In un paese che conta 39 distretti amministrativi sprovvisti di ospedale (39 dei 411 distretti del paese) e un totale di 55 reparti di terapia intensiva, il parlamento approva determinati bilanci perché il regime Museveni corrompe o tortura i deputati che provano di ostacolarlo.
Nel 2017 in parlamento irruppero le forze speciali al servizio del presidente per ostacolare una campagna di boicottaggio per la proposta di legge che avrebbe visto Museveni governatore a vita. In quell’occasione una parlamentare fu trascinata in una stanza sprovvista di telecamere e immobilizzata alla parete con un agente che le schiacciava la schiena con il ginocchio. Ne uscì con due vertebre rotte.
Nel 2018, un anno dopo la sua elezione in parlamento, Bobi Wine fu arrestato insieme ad altri parlamentari e ad alcuni sostenitori per aver lanciato pietre ad un’automobile del corteo di Museveni. Dopo una settimana di carcerazione, Wine e i suoi colleghi si presentarono in tribunale aggrappati a stampelle per camminare.
Nel 2020 un giovane parlamentare dell’opposizione, nel tentativo di distribuire aiuti alimentari agli elettori del suo distretto, fu arrestato e torturato per tre giorni. Il trentenne ora usa un bastone per camminare.

Incontri e consensi vantaggiosi.

Secondo un comunicato pubblicato da WikiLeaks, nel 1987 Museveni incontrò l’ambasciatore statunitense a Kampala in previsione di una possibile visita a Washington. I due parlarono di un metodo di tortura molto praticato tra le forze di sicurezza del presidente ugandese, per cui le braccia della vittima venivano legate dietro la schiena così forte da far sporgere lo sterno.

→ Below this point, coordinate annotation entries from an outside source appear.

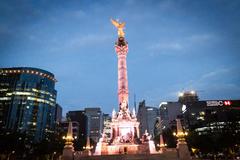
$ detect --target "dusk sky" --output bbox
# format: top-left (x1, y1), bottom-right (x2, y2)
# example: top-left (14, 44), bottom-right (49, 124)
top-left (0, 0), bottom-right (240, 116)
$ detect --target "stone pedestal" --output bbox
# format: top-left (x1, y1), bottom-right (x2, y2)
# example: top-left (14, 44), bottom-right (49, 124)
top-left (177, 143), bottom-right (191, 160)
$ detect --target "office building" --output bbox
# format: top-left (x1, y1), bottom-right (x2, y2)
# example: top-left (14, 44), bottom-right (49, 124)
top-left (60, 121), bottom-right (80, 139)
top-left (103, 114), bottom-right (112, 142)
top-left (84, 108), bottom-right (103, 142)
top-left (0, 67), bottom-right (57, 141)
top-left (159, 102), bottom-right (184, 128)
top-left (178, 91), bottom-right (199, 104)
top-left (55, 103), bottom-right (62, 124)
top-left (67, 110), bottom-right (88, 139)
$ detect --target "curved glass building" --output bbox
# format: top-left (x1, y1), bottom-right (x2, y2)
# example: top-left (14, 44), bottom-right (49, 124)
top-left (0, 67), bottom-right (57, 141)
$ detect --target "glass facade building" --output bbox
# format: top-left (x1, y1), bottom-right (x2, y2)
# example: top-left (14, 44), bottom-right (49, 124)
top-left (0, 67), bottom-right (57, 141)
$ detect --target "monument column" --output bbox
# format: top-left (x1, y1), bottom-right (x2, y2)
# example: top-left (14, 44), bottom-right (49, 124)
top-left (111, 20), bottom-right (128, 112)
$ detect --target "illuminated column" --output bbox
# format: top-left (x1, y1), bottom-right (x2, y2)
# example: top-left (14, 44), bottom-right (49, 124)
top-left (115, 37), bottom-right (128, 111)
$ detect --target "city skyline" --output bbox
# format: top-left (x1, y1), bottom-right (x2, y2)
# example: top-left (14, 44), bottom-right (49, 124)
top-left (0, 0), bottom-right (240, 114)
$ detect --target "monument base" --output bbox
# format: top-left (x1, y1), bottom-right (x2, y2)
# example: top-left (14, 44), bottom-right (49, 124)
top-left (177, 143), bottom-right (191, 160)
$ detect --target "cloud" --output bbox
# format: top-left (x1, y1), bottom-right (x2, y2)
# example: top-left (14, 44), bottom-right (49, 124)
top-left (148, 33), bottom-right (218, 55)
top-left (149, 42), bottom-right (184, 51)
top-left (187, 33), bottom-right (217, 44)
top-left (198, 68), bottom-right (231, 81)
top-left (49, 34), bottom-right (111, 52)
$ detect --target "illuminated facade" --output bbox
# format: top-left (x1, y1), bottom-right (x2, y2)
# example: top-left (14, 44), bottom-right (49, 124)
top-left (94, 20), bottom-right (156, 155)
top-left (0, 67), bottom-right (57, 141)
top-left (84, 107), bottom-right (103, 142)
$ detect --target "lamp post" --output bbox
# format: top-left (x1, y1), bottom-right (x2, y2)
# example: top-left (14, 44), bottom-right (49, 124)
top-left (51, 152), bottom-right (57, 160)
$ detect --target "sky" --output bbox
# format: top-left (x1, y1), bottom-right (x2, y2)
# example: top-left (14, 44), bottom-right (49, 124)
top-left (0, 0), bottom-right (240, 114)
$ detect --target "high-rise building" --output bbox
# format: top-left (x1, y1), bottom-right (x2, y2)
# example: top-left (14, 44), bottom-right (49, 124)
top-left (103, 114), bottom-right (112, 141)
top-left (0, 67), bottom-right (57, 141)
top-left (67, 110), bottom-right (88, 138)
top-left (137, 100), bottom-right (159, 136)
top-left (84, 108), bottom-right (103, 142)
top-left (178, 91), bottom-right (199, 104)
top-left (60, 121), bottom-right (80, 139)
top-left (55, 103), bottom-right (62, 124)
top-left (159, 102), bottom-right (184, 128)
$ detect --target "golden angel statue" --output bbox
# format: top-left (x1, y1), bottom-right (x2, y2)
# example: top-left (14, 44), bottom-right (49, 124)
top-left (111, 19), bottom-right (126, 37)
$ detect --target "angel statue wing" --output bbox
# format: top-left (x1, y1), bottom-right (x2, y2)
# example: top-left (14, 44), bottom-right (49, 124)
top-left (111, 19), bottom-right (126, 29)
top-left (111, 19), bottom-right (126, 37)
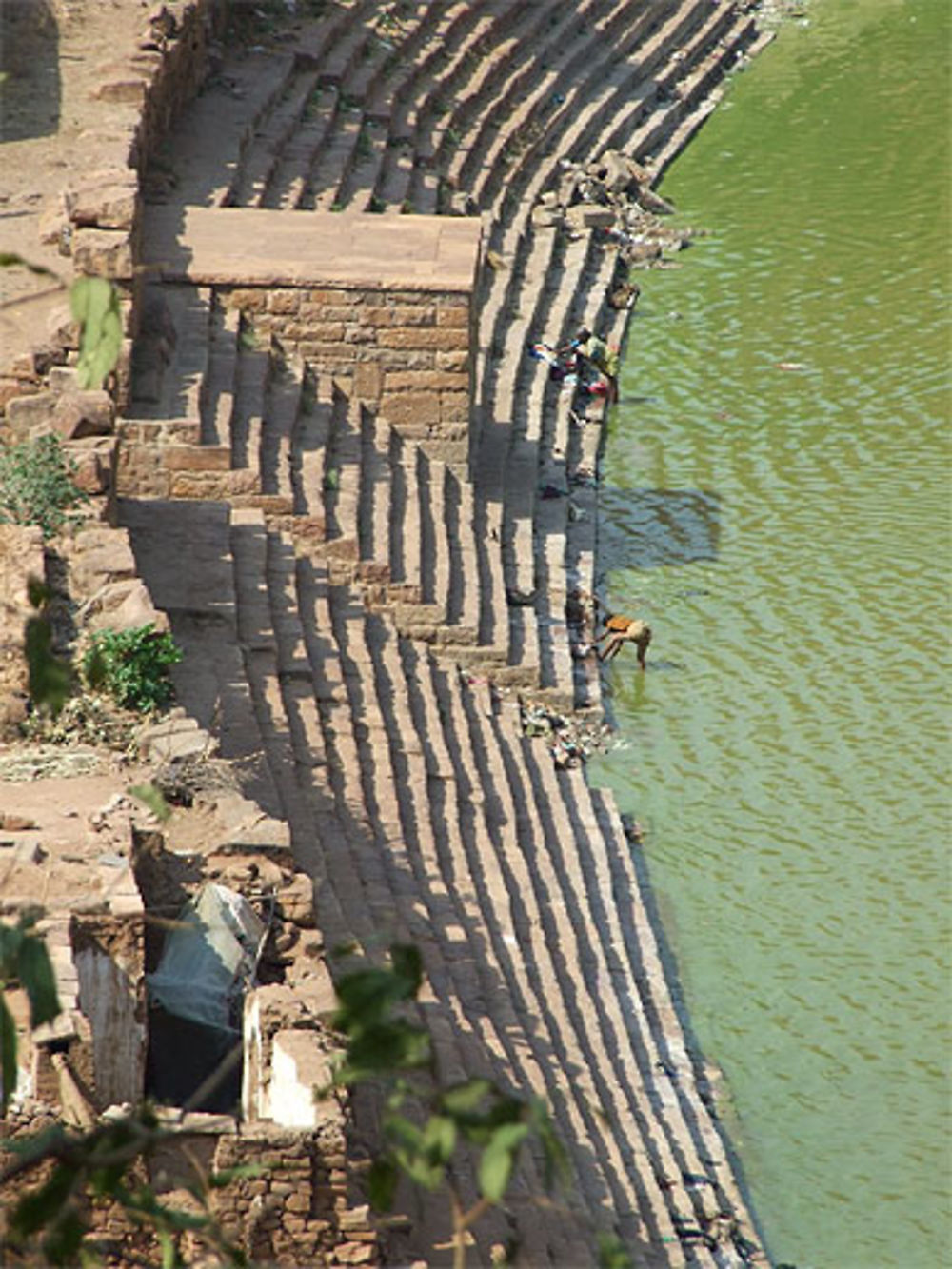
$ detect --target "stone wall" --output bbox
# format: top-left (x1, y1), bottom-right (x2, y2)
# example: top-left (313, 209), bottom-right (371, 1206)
top-left (220, 286), bottom-right (476, 451)
top-left (0, 0), bottom-right (228, 406)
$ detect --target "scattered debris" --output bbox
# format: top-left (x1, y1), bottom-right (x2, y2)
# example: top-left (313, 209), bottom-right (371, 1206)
top-left (519, 701), bottom-right (616, 770)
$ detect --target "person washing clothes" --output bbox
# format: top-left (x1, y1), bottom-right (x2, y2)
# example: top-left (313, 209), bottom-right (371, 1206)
top-left (560, 327), bottom-right (618, 403)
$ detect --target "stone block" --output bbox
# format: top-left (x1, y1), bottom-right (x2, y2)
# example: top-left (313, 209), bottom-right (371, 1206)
top-left (439, 392), bottom-right (469, 423)
top-left (221, 287), bottom-right (268, 313)
top-left (298, 302), bottom-right (357, 325)
top-left (65, 172), bottom-right (138, 229)
top-left (278, 873), bottom-right (317, 930)
top-left (384, 369), bottom-right (460, 393)
top-left (380, 392), bottom-right (439, 426)
top-left (361, 305), bottom-right (437, 327)
top-left (565, 203), bottom-right (616, 229)
top-left (66, 437), bottom-right (118, 498)
top-left (435, 351), bottom-right (469, 378)
top-left (437, 300), bottom-right (469, 330)
top-left (85, 578), bottom-right (170, 631)
top-left (115, 443), bottom-right (169, 498)
top-left (89, 73), bottom-right (146, 108)
top-left (386, 327), bottom-right (469, 351)
top-left (163, 446), bottom-right (231, 472)
top-left (354, 362), bottom-right (384, 401)
top-left (50, 389), bottom-right (115, 441)
top-left (7, 392), bottom-right (56, 442)
top-left (268, 290), bottom-right (302, 313)
top-left (307, 287), bottom-right (362, 308)
top-left (72, 228), bottom-right (133, 279)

All’affermazione dell’ambasciatore di ritenere questo tipo di tortura pericolosa e in grado di provocare cancrene o paralisi, Museveni rispose che con un semplice interrogatorio non si ottenevano i risultati desiderati.
La possibile visita a Washington si concretizzò nell’ottobre dello stesso anno e fu seguita da altre due nel 1988 e nel 1989. Il primo incontro con l’allora presidente degli Stati Uniti Ronald Reagan fu alla base della buona reputazione di Museveni nei circoli diplomatici e, dodici anni dopo, una segretaria di stato dell’amministrazione Clinton lo definì “un faro nella regione dell’Africa centrale”.
Allo stesso modo, nonostante numerose prove condannassero i soldati ugandesi per stupri di gruppo ai danni di donne e uomini nel nord del paese, anche Bush invitò più volte Museveni alla Casa Bianca e lo elogiò per i suoi sforzi nella lotta contro l’aids.
Barack Obama, invece, ne contestò le leggi contro l’omosessualità da lui emanate, ma non ne condannò mai la tortura dei dissidenti.
Fu necessario arrivare al 2004 per vedere pubblicato un rapporto che accusava i donatori internazionali dell’Uganda di sostenere una terribile dittatura e, al tempo stesso, la famiglia di Museveni di essere coinvolta in atti di corruzione. Il presidente fu accusato di aver sottratto il 23% delle risorse destinate ai ministeri per la sanità, la scuola e i trasporti, e di averli versati su fondi dell’esercito per “dissenso e spese elettorali”.
Il rapporto fu ignorato per quasi due anni e, nel frattempo, l’Uganda ricevette da parte del Fondo Monetario più di cento milioni di dollari a sostegno del debito.